La dynastie Safavide a été renversée à la suite d’une révolte qui agita l’Afghanistan, un territoire alors iranien. Ashraf l’afghan et ses troupes marchèrent sur la capitale de la Perse, alors située à Ispahan. Ashraf l’afghan renversa sans peine Shah Hossein Safavi, le dernier roi Safavide dont le pouvoir se caractérisait par ses propres convictions religieuses mêlant ferveur et superstitions et aussi par un entourage très corrompu. Ces deux éléments empêchèrent d’organiser la défense du royaume face à l’agression de la petite armée afghane. Le roi priait dans son cabinet, espérant un miracle, négligeant de donner l’ordre de livrer bataille aux généraux de sa puissante armée.

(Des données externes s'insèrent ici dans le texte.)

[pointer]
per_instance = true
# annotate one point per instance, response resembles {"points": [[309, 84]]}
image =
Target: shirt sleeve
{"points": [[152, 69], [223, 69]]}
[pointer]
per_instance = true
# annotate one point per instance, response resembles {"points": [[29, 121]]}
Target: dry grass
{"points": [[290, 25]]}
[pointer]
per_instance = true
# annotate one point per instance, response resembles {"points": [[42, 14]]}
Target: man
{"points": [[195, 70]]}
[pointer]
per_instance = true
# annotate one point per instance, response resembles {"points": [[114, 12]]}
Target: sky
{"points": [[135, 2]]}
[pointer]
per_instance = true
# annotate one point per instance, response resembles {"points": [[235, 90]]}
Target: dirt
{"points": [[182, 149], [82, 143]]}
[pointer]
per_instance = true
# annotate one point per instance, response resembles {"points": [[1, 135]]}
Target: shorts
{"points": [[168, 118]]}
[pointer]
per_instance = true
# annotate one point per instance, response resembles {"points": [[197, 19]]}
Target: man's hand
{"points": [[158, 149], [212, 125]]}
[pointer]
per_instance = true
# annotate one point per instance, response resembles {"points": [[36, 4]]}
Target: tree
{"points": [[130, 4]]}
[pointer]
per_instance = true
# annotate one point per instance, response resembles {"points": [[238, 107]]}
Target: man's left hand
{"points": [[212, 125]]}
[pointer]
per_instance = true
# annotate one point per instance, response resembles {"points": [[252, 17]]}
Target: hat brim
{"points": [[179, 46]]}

Quelques années plus tard, le pouvoir des afghans a été balayé par un de ces généraux, Nader Afshâr qui chassa les envahisseurs et rétablit l’autorité de l’état iranien sur le territoire. Élu par ses pairs comme le nouveau roi d’Iran, il fonda la dynastie Afshar et entreprit de restaurer la suprématie iranienne dans la région. Nader a été assassiné dans un complot par ses opposants, lassés de la brutalité qui le caractrisait dans les dernières années de son règne.

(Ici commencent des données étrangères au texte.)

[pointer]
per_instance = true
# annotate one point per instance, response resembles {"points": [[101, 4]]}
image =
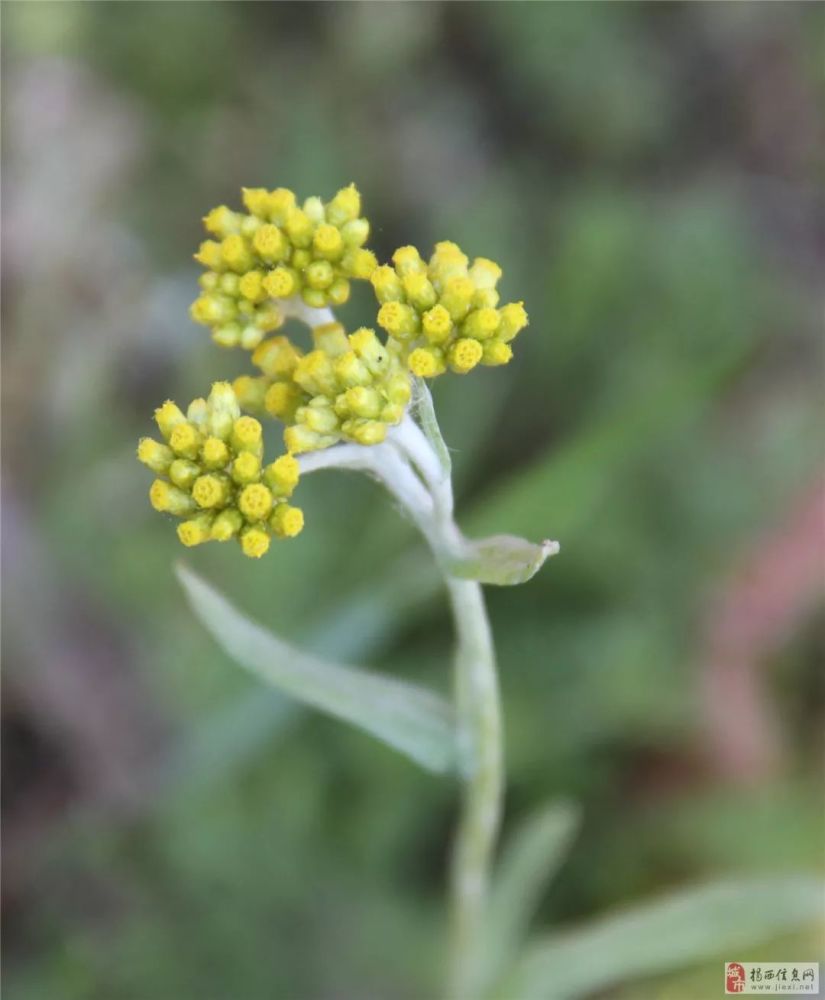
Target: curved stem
{"points": [[480, 751], [427, 497]]}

La chute de la dynastie Afshar conduit à l’établissement de la dynastie Zandieh qui tient son nom de son fondateur Mirza Karim Khan Zand, un homme cultivé mais lui aussi très dévot. La dynastie Zandieh a eu une très courte durée et elle a été renversée par agha Mohamad Khan Qajar qui a assassiné le jeune héritier, Lotf-Ali Khan Zand pour renverser cette dynastie et établir la sienne.

La dynastie turcophone Qajar (1795-1925) a tenté de restaurer l’Empire Safavide inscrivant son administration dans la continuité de cette dynastie. C’est pendant cette période que Téhéran devint la capitale de l’Iran. Mais la légitimité religieuse des Safavides faisait défaut aux Qajar et ils se montrèrent de ce fait bien incapables de s’imposer en état central autoritaire et en plus ils ont dû subir la convoitise des états européens beaucoup plus industrialisés, plus riches et plus puissants, et tout particulièrement celle de la Grande-Bretagne et de La Russie Impériale.